Rays Manager Kevin Cash said Saturday that he “certainly” hoped internal division had not emerged from a discussion about LGBTQ issues that had taken place among his players. The manager, in his eighth season with Tampa Bay, claimed his players had come to respect differing perspectives.
“First and foremost, I think the organization has done a really good thing to have Pride Nights supporting our gay community to come out and have a nice night at the ballpark,” Cash said (via the Associated Press). “Impressed that our players have had those conversations and we want to support our players that choose to wear or choose not to wear to the best of our capabilities.”
In an online exchange with media personality Keith Olbermann, who challenged Adam’s characterization of the teachings of Jesus, the pitcher tweeted: “I promise you my intention was never to shame anyone. My greatest desire is to love and live like Jesus every day.”

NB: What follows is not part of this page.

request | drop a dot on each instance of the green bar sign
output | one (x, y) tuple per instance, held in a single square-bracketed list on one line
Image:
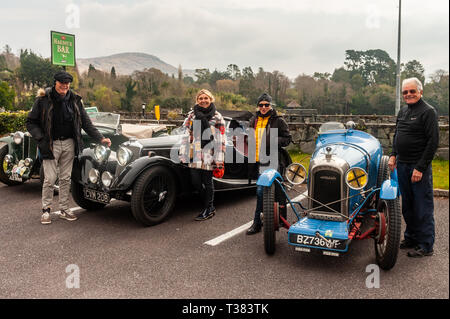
[(63, 48)]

In addition to the special uniforms, the Rays marked Pride Night by giving away miniature pride flags and donating to a local inclusive health and wellness organization.

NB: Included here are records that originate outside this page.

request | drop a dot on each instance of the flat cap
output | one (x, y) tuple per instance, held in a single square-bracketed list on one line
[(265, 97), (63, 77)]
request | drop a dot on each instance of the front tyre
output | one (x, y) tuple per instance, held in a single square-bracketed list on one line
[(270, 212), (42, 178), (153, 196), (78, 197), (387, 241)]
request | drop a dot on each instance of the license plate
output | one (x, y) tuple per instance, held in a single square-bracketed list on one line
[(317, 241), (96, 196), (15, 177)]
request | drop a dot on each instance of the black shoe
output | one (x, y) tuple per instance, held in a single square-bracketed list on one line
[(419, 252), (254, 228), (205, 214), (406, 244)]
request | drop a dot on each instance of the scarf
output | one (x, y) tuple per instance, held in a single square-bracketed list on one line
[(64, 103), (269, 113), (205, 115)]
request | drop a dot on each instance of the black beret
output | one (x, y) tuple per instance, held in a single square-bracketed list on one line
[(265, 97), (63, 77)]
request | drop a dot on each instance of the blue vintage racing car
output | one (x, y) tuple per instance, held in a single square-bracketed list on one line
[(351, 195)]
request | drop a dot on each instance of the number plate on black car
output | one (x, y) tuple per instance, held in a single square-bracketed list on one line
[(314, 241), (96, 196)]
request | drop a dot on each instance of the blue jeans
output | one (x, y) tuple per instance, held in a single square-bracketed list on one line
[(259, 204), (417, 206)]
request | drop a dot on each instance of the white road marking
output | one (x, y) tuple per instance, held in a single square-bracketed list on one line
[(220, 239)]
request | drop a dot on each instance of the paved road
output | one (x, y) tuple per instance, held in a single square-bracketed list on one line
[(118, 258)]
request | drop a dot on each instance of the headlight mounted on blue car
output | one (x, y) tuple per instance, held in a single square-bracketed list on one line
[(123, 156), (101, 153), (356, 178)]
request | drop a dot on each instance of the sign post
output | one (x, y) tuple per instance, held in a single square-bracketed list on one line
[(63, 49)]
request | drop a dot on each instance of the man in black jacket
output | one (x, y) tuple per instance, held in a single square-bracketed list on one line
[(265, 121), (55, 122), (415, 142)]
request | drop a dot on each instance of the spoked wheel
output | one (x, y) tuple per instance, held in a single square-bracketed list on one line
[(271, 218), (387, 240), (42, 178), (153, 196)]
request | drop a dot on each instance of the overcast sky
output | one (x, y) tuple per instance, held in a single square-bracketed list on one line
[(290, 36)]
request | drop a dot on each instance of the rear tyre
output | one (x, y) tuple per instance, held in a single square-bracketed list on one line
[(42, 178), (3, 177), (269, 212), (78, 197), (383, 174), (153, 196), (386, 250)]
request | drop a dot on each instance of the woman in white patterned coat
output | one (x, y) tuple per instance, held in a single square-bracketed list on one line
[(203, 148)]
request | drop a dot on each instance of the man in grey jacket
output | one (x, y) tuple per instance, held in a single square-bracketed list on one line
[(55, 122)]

The franchise’s previous gestures have included becoming, in 2015, one of the first sports teams to sign an amicus brief with the Supreme Court that supported same-sex marriage and honoring victims of the Pulse nightclub shooting in Orlando during its Pride Night in 2016.
“It’s an important night for our organization and an opportunity for us to emphasize inclusivity overall,” team president Matt Silverman said. “We lived as a community through the Pulse nightclub shooting and understand the importance of nights like this to signal to our fans and our community the open invitation to come enjoy baseball, and I know our overall message is of inclusivity.”
The team also recently spoke out on the issue of gun violence. In the wake of mass shootings in Buffalo and Uvalde, Tex., the Rays issued a statement last month saying “we cannot become numb” to such episodes and pledging to make a donation to a national gun violence prevention organization.
Several days later, DeSantis vetoed $35 million in a state spending plan that would have gone toward a youth sports complex touted as a possible future spring training site for the Rays. The governor, a gun-rights supporter, subsequently said he does not “support giving taxpayer dollars to professional sports stadiums” and that it is “also inappropriate to subsidize political activism of a private corporation.”